# Melted ice cream



## person86 (Aug 10, 2006)

I have some ice cream that has been on the "warm" side of my freezer for a week or so (I have a ****ty fridge/freezer). Apparently it's been at greater than 32 degrees F for this time, because it is sort of half-melted. But the freezer cools the fridge, and my fridge is cold enough to keep milk for at least a week. 

Is the ice cream still good?!

Google is unhelpful here. Mostly Yahoo! Answers crap (why is everyone so stupid on Yahoo! Answers?).

What do yall think?


----------



## UltraShy (Nov 8, 2003)

If milk & creme don't go bad in a fridge, I'd assume ice creme wouldn't either. The sloppy texture would likely turn many off though.


----------



## Eraserhead (Sep 23, 2006)

Sounds yummy


----------



## WineKitty (Nov 26, 2004)

I love melty ice cream!! :banana

And it would be very safe to eat, esp not being all the way melted.


----------



## roswell (Feb 4, 2006)

If it's at least partially frozen, then it surely is at a lower temperature than the milk in the fridge. I say the only hazard here would be depriving your taste buds of a delicious frozen-ish treat! :troll


----------



## lyssado707 (Oct 29, 2004)

Yes


----------



## holtby43 (Jan 1, 2008)

I'd still eat it but I probably wouldn't let it get to that stage in the first place.


----------



## LarryM (Jan 15, 2008)

I prefer it that way


----------



## IllusionOfHappiness (Sep 6, 2007)

Yeah I'd still eat it. Ice cream is ice cream.


----------



## person86 (Aug 10, 2006)

Hmm, I guess I'm just paranoid about spoiled food. You guys are right, it really probably should be okay... I will eat it!


----------



## OneIsALonelyNumber (Mar 28, 2005)

You're right to eat it. Partially melted ice cream is the best. In fact, that's the only way I eat it (I nuke ice cream for 10 seconds in the microwave).


----------



## vintagerocket (Oct 18, 2006)

yeah, it hasn't gone bad or anything. i wouldn't eat it just because i like mine more ice and less cream.


----------



## Amocholes (Nov 5, 2003)

They usually call that a milk shake.


----------



## Dudleyville (Mar 25, 2007)

Sometimes I will let the ice cream totally melt and than dip some cookies in there making it cookies and cream.


----------



## millenniumman75 (Feb 4, 2005)

stir it up and eat it - like soft serve! :lol


----------



## Mc Borg (Jan 4, 2008)

person86 said:


> Google is unhelpful here. Mostly Yahoo! Answers crap (why is everyone so stupid on Yahoo! Answers?).

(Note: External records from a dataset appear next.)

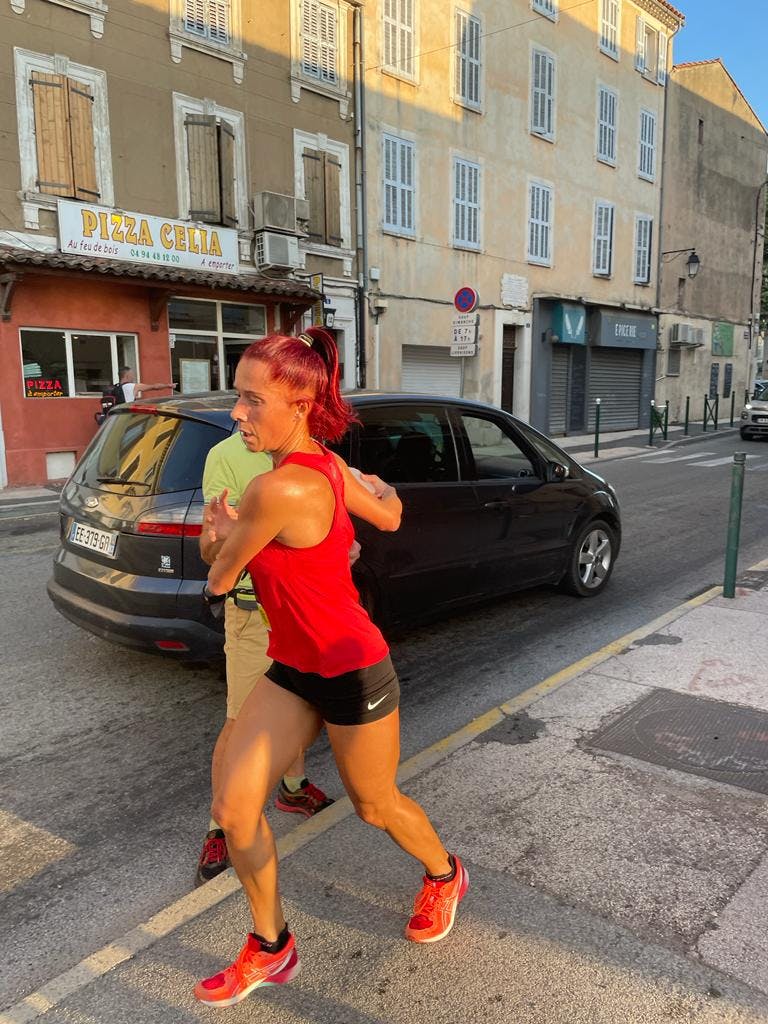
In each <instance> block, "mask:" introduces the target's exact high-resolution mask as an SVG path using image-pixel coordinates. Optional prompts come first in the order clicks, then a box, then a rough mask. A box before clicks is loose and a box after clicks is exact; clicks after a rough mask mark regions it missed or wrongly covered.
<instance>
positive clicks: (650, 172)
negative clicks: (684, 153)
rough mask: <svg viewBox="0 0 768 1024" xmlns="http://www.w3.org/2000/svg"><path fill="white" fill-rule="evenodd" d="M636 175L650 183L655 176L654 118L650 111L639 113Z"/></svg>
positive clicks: (655, 135) (655, 132)
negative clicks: (639, 144) (636, 167)
mask: <svg viewBox="0 0 768 1024" xmlns="http://www.w3.org/2000/svg"><path fill="white" fill-rule="evenodd" d="M637 173H638V174H639V175H640V177H641V178H645V179H646V181H652V180H653V179H654V178H655V176H656V116H655V114H653V113H652V112H651V111H640V146H639V157H638V167H637Z"/></svg>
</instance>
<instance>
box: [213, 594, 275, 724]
mask: <svg viewBox="0 0 768 1024" xmlns="http://www.w3.org/2000/svg"><path fill="white" fill-rule="evenodd" d="M224 637H225V642H224V653H225V654H226V717H227V718H237V717H238V715H239V714H240V709H241V708H242V707H243V703H244V702H245V699H246V697H247V696H248V694H249V693H250V692H251V690H252V689H253V688H254V686H255V685H256V681H257V680H258V679H260V678H261V676H263V675H264V673H265V672H266V670H267V669H268V668H269V666H270V665H271V664H272V659H271V658H270V657H267V655H266V648H267V644H268V643H269V631H268V630H267V628H266V625H265V624H264V620H263V617H262V615H261V612H260V611H259V610H258V608H257V609H255V610H254V611H247V610H246V609H244V608H239V607H238V606H237V605H236V603H234V601H231V600H229V601H227V602H226V605H225V606H224Z"/></svg>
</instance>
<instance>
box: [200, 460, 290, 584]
mask: <svg viewBox="0 0 768 1024" xmlns="http://www.w3.org/2000/svg"><path fill="white" fill-rule="evenodd" d="M293 504H294V503H293V501H291V499H290V497H289V496H288V495H287V494H286V488H285V487H284V485H283V482H282V481H281V480H280V479H279V478H278V479H275V474H272V473H264V474H263V475H262V476H258V477H256V479H254V480H252V481H251V483H249V485H248V487H247V488H246V493H245V495H244V496H243V501H242V502H241V505H240V507H239V509H238V518H237V520H234V522H233V523H232V525H231V528H230V529H229V530H228V532H227V537H226V539H225V541H224V543H223V544H222V545H221V549H220V550H219V552H218V554H217V556H216V560H215V561H214V563H213V565H212V566H211V568H210V570H209V572H208V589H209V591H210V592H211V593H212V594H226V593H227V592H228V591H230V590H231V589H232V587H233V586H234V584H236V583H237V582H238V580H239V579H240V575H241V573H242V571H243V569H244V568H245V567H246V565H247V564H248V563H249V562H250V560H251V559H252V558H253V556H254V555H257V554H258V553H259V551H261V549H262V548H264V547H266V545H267V544H268V543H269V542H270V541H272V540H274V538H275V537H276V536H278V534H280V531H281V530H282V529H283V527H284V526H285V524H286V520H287V518H288V515H289V514H290V513H291V511H292V508H293Z"/></svg>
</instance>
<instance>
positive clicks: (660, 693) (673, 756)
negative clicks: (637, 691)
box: [588, 690, 768, 796]
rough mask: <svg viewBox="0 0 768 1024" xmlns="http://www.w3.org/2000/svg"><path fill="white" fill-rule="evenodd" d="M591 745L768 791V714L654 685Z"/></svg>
mask: <svg viewBox="0 0 768 1024" xmlns="http://www.w3.org/2000/svg"><path fill="white" fill-rule="evenodd" d="M588 745H589V746H591V748H595V749H597V750H602V751H612V752H613V753H614V754H626V755H627V756H628V757H632V758H638V759H639V760H640V761H647V762H649V763H650V764H654V765H662V766H663V767H666V768H676V769H677V770H678V771H684V772H688V773H689V774H690V775H700V776H702V777H703V778H712V779H716V780H717V781H718V782H728V783H729V784H730V785H737V786H739V787H740V788H742V790H751V791H752V792H753V793H762V794H764V795H766V796H768V713H766V712H761V711H754V710H753V709H752V708H739V707H738V706H737V705H730V703H724V702H723V701H721V700H708V699H703V698H701V697H691V696H687V695H686V694H684V693H673V692H671V691H670V690H653V691H652V692H651V693H649V694H648V696H646V697H643V699H642V700H638V702H637V703H636V705H635V706H634V707H632V708H630V710H629V711H628V712H626V713H625V714H624V715H622V716H621V717H620V718H618V719H616V720H615V721H614V722H612V723H611V724H610V725H608V726H606V727H605V728H604V729H600V730H598V732H596V733H595V734H594V735H593V736H592V738H591V739H590V741H589V744H588Z"/></svg>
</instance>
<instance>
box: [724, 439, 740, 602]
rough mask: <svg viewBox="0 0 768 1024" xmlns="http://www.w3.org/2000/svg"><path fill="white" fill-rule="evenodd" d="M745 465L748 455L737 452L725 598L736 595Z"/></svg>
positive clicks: (726, 550) (728, 528) (729, 521)
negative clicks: (725, 597)
mask: <svg viewBox="0 0 768 1024" xmlns="http://www.w3.org/2000/svg"><path fill="white" fill-rule="evenodd" d="M745 465H746V453H745V452H735V453H734V455H733V475H732V477H731V506H730V511H729V513H728V538H727V541H726V545H725V579H724V580H723V597H734V596H735V593H736V564H737V562H738V537H739V534H740V531H741V496H742V495H743V490H744V466H745Z"/></svg>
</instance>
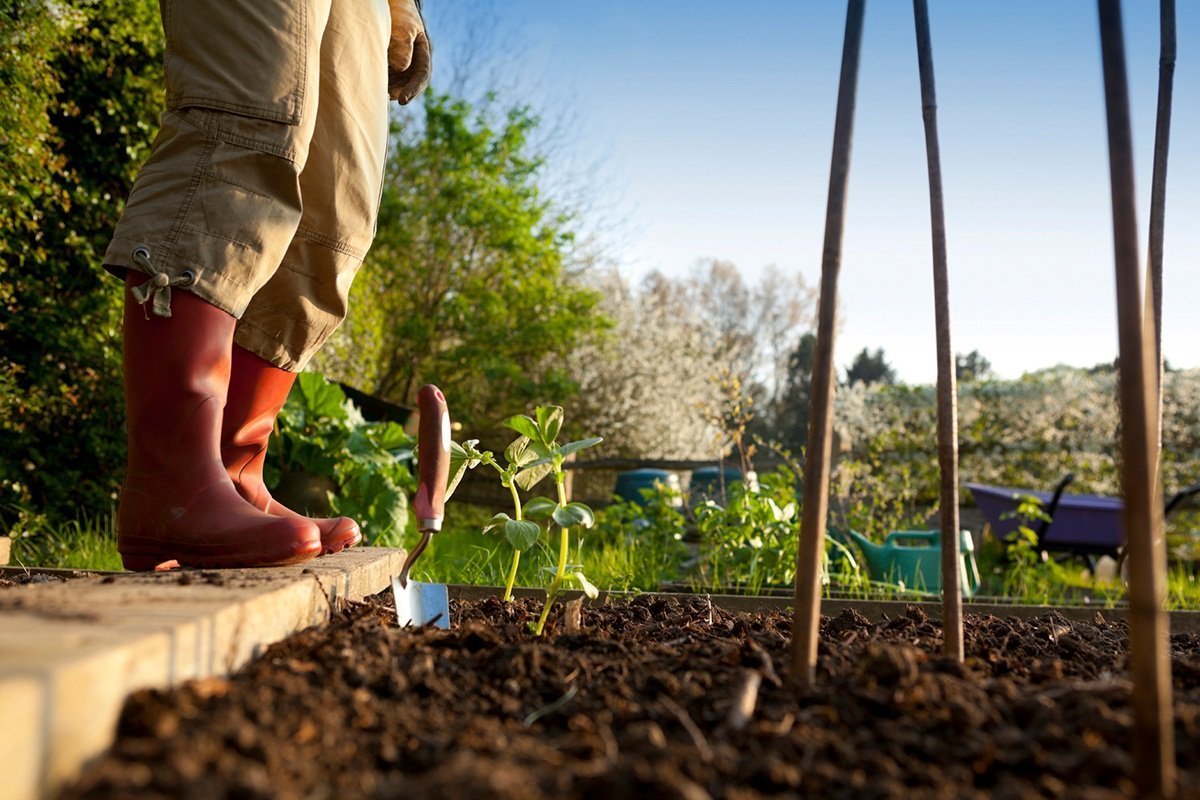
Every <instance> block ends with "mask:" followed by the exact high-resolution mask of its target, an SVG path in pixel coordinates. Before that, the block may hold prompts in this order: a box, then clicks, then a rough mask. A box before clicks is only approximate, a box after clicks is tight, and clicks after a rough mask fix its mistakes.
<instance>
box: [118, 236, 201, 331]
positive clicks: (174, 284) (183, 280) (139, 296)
mask: <svg viewBox="0 0 1200 800" xmlns="http://www.w3.org/2000/svg"><path fill="white" fill-rule="evenodd" d="M132 258H133V263H134V264H137V265H138V266H139V267H142V271H143V272H145V273H146V275H149V276H150V279H149V281H146V282H145V283H143V284H142V285H137V287H133V289H132V291H133V297H134V299H136V300H137V301H138V305H139V306H142V311H143V312H145V305H146V301H149V300H150V299H154V302H152V303H151V307H152V308H154V313H155V317H170V288H172V287H190V285H192V284H193V283H196V273H194V272H192V271H191V270H184V271H182V272H181V273H180V275H178V276H175V277H172V276H170V275H168V273H167V271H166V270H160V269H158V267H157V266H155V264H154V261H152V260H150V251H149V249H146V248H145V247H138V248H137V249H134V251H133V254H132ZM146 319H150V314H146Z"/></svg>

Yahoo answers is pretty stupid...

Taste it, if it doesn't taste like feet then it's probably still good.


----------



## eagleheart (Jun 14, 2007)

Oh, I wouldn't think there'd be something _wrong_ with it, I just don't like melted ice cream. I prefer hard ice cream. I guess I am weird.


----------



## nubly (Nov 2, 2006)

i like to eat my ice cream when its a bit melted on the sides. it makes it taste better


----------